Building on Uganda’s Existing Education System

With that being said, the main goal of “One School” is not to provide access to education for children in Uganda. In 1997, Uganda implemented Universal Primary Education, presumably providing access for all children to receive primary education. However, due to woeful underfunding, the schools had almost no resources, direction or ability to educate properly. Therefore, the goal of “One School” is to partner with these underfunded schools and help provide them with tools, resources, and techniques to properly educate their students.  

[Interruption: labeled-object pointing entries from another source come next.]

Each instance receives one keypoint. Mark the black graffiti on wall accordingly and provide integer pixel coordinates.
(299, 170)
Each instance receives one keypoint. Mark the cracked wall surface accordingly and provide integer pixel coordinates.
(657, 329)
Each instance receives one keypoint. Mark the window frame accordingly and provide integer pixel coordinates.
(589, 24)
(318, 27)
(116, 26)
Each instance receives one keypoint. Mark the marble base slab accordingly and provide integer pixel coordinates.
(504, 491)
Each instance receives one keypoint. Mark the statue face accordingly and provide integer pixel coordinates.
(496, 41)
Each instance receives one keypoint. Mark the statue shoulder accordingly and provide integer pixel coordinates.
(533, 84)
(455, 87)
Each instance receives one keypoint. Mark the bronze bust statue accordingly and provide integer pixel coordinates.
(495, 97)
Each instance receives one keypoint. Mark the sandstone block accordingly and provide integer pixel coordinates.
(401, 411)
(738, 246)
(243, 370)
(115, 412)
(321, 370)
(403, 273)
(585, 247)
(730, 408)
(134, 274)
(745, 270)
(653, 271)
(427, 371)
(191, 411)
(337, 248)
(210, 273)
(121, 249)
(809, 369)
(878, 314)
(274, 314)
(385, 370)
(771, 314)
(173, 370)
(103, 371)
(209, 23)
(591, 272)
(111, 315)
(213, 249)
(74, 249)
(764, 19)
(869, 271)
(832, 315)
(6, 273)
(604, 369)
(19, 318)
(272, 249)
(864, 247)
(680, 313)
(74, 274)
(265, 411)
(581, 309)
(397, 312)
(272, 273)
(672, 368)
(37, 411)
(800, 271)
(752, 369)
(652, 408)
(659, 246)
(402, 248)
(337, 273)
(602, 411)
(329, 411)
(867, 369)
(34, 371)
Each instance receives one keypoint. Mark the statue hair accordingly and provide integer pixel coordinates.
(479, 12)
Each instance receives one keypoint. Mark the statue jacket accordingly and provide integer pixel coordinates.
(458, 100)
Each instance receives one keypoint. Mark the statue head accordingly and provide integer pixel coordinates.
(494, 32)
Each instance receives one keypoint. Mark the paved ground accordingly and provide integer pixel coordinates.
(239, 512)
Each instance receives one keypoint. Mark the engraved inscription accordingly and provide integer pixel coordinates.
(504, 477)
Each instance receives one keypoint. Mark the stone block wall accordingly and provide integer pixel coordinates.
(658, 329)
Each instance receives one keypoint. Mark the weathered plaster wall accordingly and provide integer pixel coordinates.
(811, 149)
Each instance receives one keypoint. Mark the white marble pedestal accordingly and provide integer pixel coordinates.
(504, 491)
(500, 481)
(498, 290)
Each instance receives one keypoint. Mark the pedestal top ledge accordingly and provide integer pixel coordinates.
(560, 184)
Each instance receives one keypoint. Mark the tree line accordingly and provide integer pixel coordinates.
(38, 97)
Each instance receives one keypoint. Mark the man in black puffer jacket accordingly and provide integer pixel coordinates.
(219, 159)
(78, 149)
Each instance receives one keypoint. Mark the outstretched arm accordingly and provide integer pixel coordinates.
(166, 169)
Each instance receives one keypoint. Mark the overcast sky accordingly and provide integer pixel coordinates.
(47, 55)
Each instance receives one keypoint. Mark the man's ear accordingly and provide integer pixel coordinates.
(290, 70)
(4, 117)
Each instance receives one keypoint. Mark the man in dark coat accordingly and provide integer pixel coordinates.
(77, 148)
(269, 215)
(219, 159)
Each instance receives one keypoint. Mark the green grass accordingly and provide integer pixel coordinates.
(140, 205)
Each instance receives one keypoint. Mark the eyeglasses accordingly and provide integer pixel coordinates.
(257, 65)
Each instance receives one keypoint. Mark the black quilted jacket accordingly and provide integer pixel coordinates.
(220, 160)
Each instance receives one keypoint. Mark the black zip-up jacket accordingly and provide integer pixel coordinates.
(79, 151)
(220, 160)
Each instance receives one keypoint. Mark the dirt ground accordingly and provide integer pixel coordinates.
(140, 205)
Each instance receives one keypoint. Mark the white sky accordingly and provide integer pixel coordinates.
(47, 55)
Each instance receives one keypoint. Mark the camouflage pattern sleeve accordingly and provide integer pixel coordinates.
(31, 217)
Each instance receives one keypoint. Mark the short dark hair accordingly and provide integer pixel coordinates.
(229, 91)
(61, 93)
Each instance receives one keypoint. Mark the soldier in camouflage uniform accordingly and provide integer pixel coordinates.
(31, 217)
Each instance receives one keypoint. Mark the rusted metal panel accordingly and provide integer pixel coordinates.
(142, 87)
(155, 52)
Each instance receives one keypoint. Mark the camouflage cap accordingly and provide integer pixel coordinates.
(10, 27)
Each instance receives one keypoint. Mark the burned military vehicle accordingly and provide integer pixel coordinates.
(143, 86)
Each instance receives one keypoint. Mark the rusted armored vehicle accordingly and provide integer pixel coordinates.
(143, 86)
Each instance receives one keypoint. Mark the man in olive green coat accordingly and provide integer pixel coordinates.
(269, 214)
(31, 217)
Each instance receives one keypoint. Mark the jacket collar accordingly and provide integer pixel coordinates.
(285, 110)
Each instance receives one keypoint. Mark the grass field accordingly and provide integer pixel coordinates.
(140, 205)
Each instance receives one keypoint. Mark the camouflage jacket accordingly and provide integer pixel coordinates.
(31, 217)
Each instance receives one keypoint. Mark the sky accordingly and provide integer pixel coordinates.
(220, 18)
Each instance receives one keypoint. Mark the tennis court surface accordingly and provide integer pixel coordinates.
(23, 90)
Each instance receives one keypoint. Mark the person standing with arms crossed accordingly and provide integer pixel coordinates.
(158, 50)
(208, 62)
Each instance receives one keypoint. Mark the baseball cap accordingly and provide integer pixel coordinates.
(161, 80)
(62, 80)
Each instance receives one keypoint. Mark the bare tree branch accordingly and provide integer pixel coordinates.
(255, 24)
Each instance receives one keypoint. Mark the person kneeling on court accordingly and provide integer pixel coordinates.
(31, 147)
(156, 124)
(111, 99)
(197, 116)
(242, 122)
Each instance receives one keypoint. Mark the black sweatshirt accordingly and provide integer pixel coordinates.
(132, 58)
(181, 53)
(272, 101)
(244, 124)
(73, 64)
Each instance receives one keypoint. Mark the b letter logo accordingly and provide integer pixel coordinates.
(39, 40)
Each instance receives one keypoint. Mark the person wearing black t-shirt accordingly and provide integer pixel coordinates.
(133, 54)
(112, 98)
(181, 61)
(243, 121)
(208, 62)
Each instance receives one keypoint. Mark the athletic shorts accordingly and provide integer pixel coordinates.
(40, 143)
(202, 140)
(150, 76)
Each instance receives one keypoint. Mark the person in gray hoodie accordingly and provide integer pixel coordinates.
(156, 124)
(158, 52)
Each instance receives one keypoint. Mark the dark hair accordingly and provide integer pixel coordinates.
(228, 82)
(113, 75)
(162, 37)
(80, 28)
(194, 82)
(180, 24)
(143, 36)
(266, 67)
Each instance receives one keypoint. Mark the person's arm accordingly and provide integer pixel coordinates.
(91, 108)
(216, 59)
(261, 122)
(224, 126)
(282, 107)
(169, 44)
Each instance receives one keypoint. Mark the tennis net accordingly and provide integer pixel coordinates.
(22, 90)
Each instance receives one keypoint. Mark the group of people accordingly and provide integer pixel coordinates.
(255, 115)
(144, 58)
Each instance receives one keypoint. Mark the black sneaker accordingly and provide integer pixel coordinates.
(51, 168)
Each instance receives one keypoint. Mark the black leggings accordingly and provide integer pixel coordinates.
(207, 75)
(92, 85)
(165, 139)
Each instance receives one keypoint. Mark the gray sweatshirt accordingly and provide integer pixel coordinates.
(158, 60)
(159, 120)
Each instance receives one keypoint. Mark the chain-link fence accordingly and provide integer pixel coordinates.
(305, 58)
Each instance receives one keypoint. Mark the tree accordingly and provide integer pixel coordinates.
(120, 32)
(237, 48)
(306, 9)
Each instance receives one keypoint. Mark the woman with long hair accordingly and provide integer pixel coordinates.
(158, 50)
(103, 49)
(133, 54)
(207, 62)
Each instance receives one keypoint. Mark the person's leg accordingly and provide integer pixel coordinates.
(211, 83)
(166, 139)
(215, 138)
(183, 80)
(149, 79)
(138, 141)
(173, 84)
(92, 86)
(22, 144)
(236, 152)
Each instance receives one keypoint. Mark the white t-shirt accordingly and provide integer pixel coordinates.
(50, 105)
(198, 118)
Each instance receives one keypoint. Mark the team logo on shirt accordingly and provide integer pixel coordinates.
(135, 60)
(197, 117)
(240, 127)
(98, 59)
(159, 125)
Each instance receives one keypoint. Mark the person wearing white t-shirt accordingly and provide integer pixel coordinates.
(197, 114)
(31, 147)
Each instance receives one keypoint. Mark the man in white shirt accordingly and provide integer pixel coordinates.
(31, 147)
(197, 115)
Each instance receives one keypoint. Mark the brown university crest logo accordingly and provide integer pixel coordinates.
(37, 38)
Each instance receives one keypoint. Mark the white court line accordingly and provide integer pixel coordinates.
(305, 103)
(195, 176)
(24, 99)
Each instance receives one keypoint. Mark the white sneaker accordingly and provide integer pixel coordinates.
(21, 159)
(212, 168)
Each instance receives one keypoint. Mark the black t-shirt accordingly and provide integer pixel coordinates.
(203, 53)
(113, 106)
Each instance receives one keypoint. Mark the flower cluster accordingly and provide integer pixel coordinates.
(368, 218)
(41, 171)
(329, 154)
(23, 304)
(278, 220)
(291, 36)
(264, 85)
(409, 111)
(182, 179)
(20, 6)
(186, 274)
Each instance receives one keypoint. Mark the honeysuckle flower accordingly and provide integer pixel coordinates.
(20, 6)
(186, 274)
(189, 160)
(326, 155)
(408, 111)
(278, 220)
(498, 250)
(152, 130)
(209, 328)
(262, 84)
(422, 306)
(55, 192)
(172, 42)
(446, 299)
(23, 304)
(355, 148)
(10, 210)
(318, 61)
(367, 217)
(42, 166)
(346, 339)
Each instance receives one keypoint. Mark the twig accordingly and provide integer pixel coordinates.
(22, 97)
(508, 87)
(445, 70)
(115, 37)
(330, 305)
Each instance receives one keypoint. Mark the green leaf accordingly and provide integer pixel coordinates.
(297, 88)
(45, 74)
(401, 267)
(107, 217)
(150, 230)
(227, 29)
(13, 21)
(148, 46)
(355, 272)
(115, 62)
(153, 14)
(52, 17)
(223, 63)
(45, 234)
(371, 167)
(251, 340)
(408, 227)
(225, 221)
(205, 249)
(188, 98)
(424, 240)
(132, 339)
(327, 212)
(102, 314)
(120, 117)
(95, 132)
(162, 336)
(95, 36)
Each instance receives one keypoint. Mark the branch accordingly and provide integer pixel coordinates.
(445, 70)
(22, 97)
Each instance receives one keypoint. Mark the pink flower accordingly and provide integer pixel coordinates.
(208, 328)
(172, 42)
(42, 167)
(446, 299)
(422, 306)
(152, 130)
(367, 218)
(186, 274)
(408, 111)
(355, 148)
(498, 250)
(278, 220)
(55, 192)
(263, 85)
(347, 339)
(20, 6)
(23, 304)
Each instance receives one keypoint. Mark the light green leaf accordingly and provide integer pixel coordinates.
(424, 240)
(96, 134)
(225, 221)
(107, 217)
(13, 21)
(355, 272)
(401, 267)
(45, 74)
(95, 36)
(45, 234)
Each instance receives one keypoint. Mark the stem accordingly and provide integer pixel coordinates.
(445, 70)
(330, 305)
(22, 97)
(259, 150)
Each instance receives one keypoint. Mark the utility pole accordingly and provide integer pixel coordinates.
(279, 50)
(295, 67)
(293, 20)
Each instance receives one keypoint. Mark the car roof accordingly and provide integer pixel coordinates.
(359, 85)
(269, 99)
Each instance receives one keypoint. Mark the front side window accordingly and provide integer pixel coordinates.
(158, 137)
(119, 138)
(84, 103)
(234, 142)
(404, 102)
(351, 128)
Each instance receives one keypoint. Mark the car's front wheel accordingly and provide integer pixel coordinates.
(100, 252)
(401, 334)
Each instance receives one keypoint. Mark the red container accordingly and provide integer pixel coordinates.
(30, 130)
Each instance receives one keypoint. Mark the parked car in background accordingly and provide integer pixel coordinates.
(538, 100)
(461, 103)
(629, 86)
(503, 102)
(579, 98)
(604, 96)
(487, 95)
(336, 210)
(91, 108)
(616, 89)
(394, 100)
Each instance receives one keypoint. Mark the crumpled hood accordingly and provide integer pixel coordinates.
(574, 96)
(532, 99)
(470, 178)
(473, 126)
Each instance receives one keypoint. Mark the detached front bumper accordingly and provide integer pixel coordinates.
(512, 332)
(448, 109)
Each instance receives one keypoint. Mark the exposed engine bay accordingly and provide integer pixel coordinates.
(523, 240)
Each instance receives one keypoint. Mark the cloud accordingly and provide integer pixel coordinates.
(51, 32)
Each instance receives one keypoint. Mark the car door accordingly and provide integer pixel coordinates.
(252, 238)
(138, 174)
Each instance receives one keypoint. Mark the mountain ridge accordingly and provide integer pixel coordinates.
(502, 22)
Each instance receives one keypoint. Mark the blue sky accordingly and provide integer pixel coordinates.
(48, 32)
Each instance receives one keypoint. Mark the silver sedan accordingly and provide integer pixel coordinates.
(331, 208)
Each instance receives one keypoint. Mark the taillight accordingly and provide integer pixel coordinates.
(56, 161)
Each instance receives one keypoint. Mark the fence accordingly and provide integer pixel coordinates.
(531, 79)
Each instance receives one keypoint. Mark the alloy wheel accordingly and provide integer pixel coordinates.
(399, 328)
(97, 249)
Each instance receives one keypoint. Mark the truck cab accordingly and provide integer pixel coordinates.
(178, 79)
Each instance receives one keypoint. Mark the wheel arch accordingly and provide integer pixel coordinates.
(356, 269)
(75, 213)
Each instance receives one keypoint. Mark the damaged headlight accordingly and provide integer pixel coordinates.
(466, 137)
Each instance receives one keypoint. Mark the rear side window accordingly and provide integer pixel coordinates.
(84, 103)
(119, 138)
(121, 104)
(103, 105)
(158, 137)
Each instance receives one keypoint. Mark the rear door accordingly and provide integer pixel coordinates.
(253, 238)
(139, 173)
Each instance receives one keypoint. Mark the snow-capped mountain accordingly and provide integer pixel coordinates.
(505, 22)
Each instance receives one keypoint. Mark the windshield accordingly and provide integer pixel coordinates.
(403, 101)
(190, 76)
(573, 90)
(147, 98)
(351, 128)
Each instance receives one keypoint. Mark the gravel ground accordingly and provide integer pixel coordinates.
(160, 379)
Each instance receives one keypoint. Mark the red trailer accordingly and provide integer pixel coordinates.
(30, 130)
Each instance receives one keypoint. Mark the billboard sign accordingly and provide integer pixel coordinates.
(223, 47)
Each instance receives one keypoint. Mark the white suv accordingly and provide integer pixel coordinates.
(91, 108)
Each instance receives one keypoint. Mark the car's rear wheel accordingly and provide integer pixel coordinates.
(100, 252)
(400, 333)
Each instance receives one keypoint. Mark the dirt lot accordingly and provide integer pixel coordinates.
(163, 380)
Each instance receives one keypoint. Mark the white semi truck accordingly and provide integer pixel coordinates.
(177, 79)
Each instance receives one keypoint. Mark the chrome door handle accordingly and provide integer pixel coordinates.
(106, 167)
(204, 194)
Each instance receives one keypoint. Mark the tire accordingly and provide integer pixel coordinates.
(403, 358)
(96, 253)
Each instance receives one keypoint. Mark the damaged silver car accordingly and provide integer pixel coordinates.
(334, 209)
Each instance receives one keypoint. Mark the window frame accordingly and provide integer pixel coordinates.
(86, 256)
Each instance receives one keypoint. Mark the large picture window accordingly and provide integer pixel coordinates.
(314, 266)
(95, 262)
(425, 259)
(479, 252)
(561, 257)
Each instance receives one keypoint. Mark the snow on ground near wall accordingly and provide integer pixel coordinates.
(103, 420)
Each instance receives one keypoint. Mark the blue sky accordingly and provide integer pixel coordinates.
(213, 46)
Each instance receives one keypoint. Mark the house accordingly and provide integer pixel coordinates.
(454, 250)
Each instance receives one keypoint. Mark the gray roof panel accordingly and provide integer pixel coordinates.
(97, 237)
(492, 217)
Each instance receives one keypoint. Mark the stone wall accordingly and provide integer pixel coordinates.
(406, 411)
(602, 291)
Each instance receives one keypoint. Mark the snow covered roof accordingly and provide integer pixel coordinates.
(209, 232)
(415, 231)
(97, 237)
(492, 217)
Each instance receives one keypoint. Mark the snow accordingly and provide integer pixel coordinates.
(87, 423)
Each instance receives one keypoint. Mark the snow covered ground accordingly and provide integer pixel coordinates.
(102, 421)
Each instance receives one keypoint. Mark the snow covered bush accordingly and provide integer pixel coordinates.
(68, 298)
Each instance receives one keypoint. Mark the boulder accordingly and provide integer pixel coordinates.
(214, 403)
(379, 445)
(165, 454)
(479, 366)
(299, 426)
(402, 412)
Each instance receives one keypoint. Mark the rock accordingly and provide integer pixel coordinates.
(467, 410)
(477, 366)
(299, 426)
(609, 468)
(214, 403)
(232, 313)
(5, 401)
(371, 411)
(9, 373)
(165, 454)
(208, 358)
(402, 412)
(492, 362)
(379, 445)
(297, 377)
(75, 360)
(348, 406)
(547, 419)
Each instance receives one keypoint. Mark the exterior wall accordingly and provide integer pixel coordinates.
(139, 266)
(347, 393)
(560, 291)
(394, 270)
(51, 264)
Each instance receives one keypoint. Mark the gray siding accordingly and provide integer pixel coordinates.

When speaking about this process, Roberts said, “One School at a Time addresses this situation by working with stakeholders of a selected Ugandan government school to create a 5-year strategic plan to improve their school and then providing support to that school to implement their plan. Typically, in the early stages of the partnership, schools focus on infrastructure improvements: clean on-site water at school, latrines, health and sanitation, new classrooms and teachers quarters. Towards the end of the partnership, schools focus on programs to support older girls to stay in school, teacher training, small income-generating projects and farm and school lunch projects. The overall results are that these schools are markedly improved, stakeholders are energized and happy and students are having a vastly improved educational experience.”

As for the future, “One School at a Time” has plans to expand their programs further throughout Uganda, providing even more students with education and the opportunity for a better life. “Our plan is to expand this network to 10 schools and then replicate this process in another Ugandan district.” It is the hope of the organization that this program, with its capacity for growth, can be used throughout the world, giving every child a chance for success and ending world poverty through education.